ISLAMABAD: The “Acid Control and Acid Crime Prevention Bill” will be tabled before the National Assembly in September, announced Yasmeen Rehman, Adviser to the Prime Minister on Women Development.
She was addressing participants of the second national consultation on the draft bill organised by Acid Survivors Foundation (ASF) here on Thursday.
Yasmeen said the final draft of the bill will be submitted to the Ministry of Women (MoW) by the ASF in the first week of August and then will be sent to the law ministry for vetting.
She said that the bill recommended two years imprisonment and fine on those people who sell acid to the public without ‘proper procedure’.
The participants suggested life imprisonment or a fine of at least Rs500,000 for the person who uses acid as a weapon.
Yasmeen recommend that cases of acid burn survivors be dealt under the special Ombudsperson that will be created in the near future to deal with harassment cases.

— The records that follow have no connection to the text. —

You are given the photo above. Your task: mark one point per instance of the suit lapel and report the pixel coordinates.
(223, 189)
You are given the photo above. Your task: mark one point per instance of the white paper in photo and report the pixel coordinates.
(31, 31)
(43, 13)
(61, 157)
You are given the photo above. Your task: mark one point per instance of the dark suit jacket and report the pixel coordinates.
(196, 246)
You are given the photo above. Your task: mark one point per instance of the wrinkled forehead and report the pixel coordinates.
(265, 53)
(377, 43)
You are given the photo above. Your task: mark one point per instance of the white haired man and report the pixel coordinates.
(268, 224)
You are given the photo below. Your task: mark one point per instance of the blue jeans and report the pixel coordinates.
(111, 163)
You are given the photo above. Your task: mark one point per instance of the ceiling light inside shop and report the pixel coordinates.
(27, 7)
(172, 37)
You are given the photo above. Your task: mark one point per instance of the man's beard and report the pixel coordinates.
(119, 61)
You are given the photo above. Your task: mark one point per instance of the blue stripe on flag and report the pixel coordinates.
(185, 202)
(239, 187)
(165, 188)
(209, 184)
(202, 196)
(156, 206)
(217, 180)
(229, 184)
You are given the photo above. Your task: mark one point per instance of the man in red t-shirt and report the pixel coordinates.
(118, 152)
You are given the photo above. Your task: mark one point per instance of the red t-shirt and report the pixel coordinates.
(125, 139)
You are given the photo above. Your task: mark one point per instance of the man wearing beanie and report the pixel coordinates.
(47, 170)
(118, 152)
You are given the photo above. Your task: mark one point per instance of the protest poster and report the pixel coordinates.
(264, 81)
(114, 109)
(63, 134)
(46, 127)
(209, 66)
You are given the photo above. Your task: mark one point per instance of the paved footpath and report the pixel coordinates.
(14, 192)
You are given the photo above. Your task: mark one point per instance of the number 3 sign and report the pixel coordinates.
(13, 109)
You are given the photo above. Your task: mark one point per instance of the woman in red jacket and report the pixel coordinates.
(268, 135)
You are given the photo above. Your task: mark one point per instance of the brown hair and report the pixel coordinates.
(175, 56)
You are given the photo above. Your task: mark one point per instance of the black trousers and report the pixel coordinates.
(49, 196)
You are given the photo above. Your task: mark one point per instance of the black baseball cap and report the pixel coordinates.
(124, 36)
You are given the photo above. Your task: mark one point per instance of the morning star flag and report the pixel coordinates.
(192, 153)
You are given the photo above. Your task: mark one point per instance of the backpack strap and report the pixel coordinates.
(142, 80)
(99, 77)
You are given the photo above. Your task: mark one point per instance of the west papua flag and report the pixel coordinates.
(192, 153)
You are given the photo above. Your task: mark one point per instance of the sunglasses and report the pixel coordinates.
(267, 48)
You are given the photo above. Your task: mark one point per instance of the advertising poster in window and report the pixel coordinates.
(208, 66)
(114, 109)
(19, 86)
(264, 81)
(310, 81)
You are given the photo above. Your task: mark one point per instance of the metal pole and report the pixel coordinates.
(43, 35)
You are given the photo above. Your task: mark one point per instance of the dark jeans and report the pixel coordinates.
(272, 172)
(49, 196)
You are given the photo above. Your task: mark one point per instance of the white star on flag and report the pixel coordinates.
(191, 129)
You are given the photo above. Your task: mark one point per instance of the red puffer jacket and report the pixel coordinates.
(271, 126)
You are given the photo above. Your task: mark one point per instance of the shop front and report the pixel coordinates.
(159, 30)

She was of the view that the acid burn victims takes months or years to recover; therefore in the beginning they are not in a position to attend the regular court proceedings. “Going to the Ombudsperson for speedy justice can be a great help for them,” she maintained.
Yasmeen further said that that Prime Minister Yousaf Raza Gilani had given directives to the MoW concerning the Ombudsperson.
Every year a large number of females are victim to acid throwing incidents and are later condemned by their families and the society. She said it is the responsibility of the whole nation to unite against such criminals who destroy the life of these women and their families.
Speaking on the occasion Dr Mughees Amin, a social activist from Bahawalpur said that the majority of such incidents take place in southern Punjab where acid is used to prepare cotton seed.
“Among 53 reported cases of acid burn in the year 2009, 41 were from Southern Punjab,” he recalled. Highly concentrated acid is available freely in the area commonly known as ‘Seraiki Belt.’ He said that not many people are aware of the fact that damage can be controlled to a great extent only if the victim is immediately irrigated with plain or saline water as it helps to dilute the impact of the acid.
Executive Director ASF Valarie Khan said that acid violence is an international problem and incidences of such attacks can be found in diverse parts of the world.
She said that although the acid burn cases account for only a fraction of overall cases of domestic violence in Pakistan, it is one of the most torturous and debilitating form of violence.
Published in The Express Tribune, July 23rd, 2010.